Suttons closure a great loss for Ballarat
THE closure of Suttons House of Music is a great and sad loss to the City of Ballarat.
Live music is one of the building blocks of human culture, from prehistory until the present day. It's existence and performance may be longer than 55,000 years old.
Music is the expression of human awareness that goes beyond language. All cultures on earth have created music. This music holds the stories of their creation and trials of their being.
Great musicians, from all over the world, have strived for excellence that awes the listener, and most importantly, brings people together. Cultures have crafted instruments that move air in ways that touch and illuminate all experiences of being human. The breadth of music is from nursery rhyme to opera.
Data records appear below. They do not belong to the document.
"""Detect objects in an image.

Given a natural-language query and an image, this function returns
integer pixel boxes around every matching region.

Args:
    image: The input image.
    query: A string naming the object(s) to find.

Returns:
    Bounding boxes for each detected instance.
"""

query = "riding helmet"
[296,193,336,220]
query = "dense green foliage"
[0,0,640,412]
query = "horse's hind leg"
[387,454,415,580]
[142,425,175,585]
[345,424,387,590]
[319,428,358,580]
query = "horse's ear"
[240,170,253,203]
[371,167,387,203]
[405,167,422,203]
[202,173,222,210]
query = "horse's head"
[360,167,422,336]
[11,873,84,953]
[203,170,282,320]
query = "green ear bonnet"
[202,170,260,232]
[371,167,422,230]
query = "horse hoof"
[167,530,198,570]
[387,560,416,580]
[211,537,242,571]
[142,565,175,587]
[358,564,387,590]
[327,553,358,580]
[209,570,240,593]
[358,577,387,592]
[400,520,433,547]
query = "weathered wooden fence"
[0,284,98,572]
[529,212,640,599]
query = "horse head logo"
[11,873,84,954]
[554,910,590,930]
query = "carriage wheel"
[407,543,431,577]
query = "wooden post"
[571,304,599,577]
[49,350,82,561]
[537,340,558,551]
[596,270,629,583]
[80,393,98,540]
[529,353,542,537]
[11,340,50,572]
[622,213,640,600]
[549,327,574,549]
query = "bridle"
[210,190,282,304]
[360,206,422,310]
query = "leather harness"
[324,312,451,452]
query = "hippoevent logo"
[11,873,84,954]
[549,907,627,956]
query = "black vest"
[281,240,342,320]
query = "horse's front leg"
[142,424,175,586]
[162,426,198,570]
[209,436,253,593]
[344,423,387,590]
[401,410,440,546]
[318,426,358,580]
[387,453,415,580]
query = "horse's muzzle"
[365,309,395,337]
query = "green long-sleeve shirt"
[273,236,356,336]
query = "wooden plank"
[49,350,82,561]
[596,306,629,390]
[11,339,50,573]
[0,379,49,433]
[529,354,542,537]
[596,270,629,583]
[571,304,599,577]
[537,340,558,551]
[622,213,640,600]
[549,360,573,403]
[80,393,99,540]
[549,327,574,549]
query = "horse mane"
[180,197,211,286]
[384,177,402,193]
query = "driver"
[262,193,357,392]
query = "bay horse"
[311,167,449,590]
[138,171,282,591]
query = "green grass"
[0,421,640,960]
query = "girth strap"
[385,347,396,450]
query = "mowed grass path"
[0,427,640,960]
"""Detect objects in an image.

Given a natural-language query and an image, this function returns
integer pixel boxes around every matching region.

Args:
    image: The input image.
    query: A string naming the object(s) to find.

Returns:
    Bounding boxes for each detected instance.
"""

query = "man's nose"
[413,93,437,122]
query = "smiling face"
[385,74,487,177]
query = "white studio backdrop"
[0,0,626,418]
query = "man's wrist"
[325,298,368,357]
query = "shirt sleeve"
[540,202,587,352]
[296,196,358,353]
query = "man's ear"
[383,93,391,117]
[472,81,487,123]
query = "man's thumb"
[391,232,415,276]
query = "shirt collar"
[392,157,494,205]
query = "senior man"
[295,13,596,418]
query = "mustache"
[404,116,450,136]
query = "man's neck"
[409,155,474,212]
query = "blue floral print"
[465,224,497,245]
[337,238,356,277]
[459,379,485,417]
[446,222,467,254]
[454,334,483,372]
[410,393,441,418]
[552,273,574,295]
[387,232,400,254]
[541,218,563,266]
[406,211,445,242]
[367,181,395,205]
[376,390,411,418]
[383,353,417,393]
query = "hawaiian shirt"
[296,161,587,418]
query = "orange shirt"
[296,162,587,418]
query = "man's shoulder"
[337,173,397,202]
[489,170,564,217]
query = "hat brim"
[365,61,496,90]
It's home is the open field and the grand concert hall. So when a live music venue like Suttons faces closure, it makes the city a poorer place. We lose our belonging to a culture that has a far longer history than rent and property.
The musicians who play live music at Suttons are the continuation of a line of culture that stretches back 55,000 years. The people who listen to live music are in the same line.
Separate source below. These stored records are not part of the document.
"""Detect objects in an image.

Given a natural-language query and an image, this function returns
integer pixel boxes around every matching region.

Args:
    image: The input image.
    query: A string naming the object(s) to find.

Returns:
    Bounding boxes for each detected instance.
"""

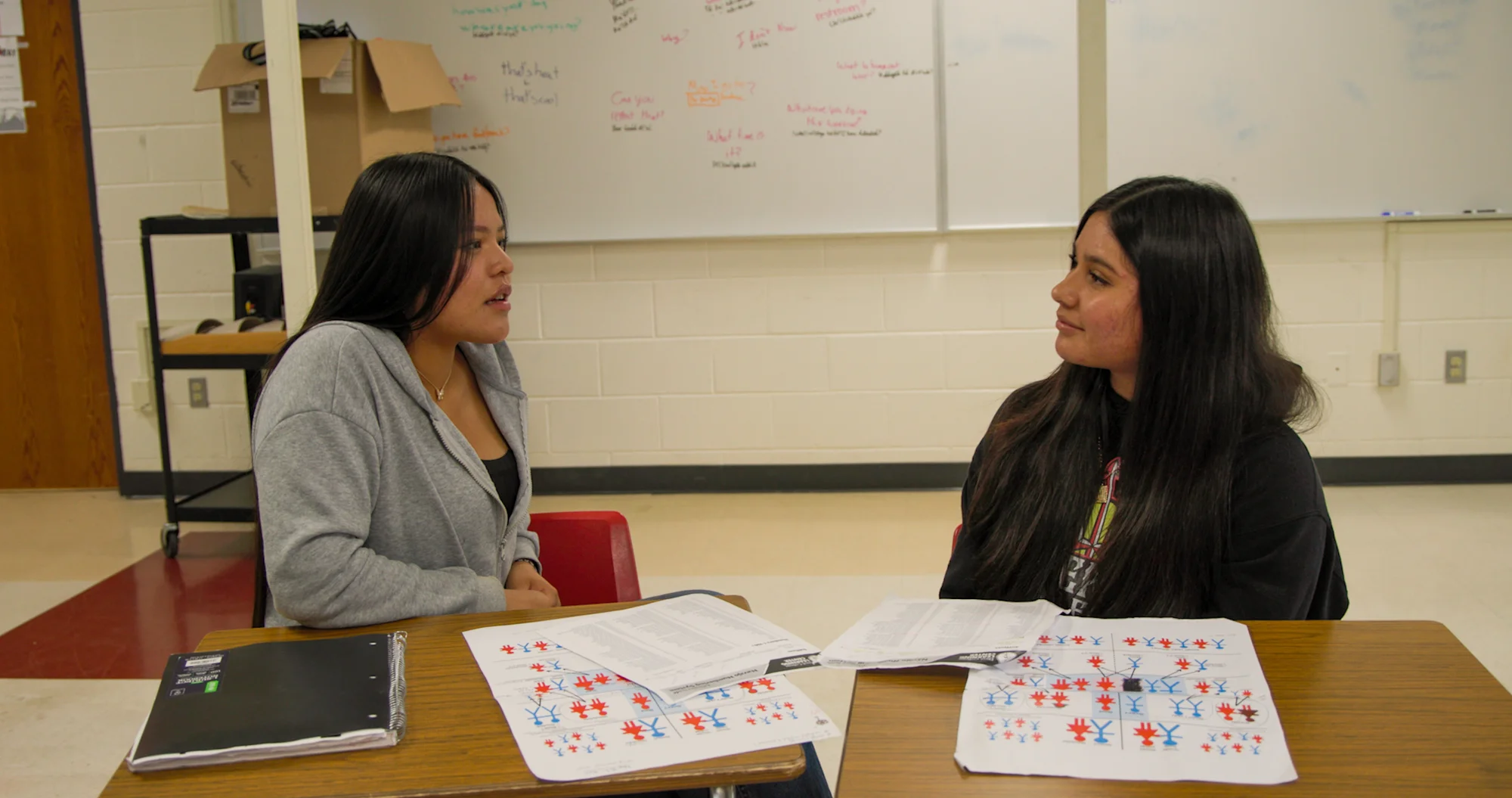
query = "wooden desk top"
[101,597,804,798]
[836,621,1512,798]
If we are to use the words art and culture in reference to our city, if we, as a city are to have any pride in our collective ability to be the home of great music and great musicians, musicians who produce wonderful nights of music, nights that are comparable to any other city in the world, we must look at the closure of this extraordinary venue as something that further divorces us from one of the fundamental joys of life; live music.
When we lose live music venues, it is a loss far greater than a few owed dollars. It is a loss in our link to the great culture of music that has gone before us. We lose a simple and enduring joy that has sustained humanity through all ages. We lose our music.
- Mick Trembath, Ballarat
Railway precinct money best spent elsewhere
Hear, hear for Paul Jenkins' letter (The Courier, August 8) joining the many letters and voices opposing the proposed railway precinct development.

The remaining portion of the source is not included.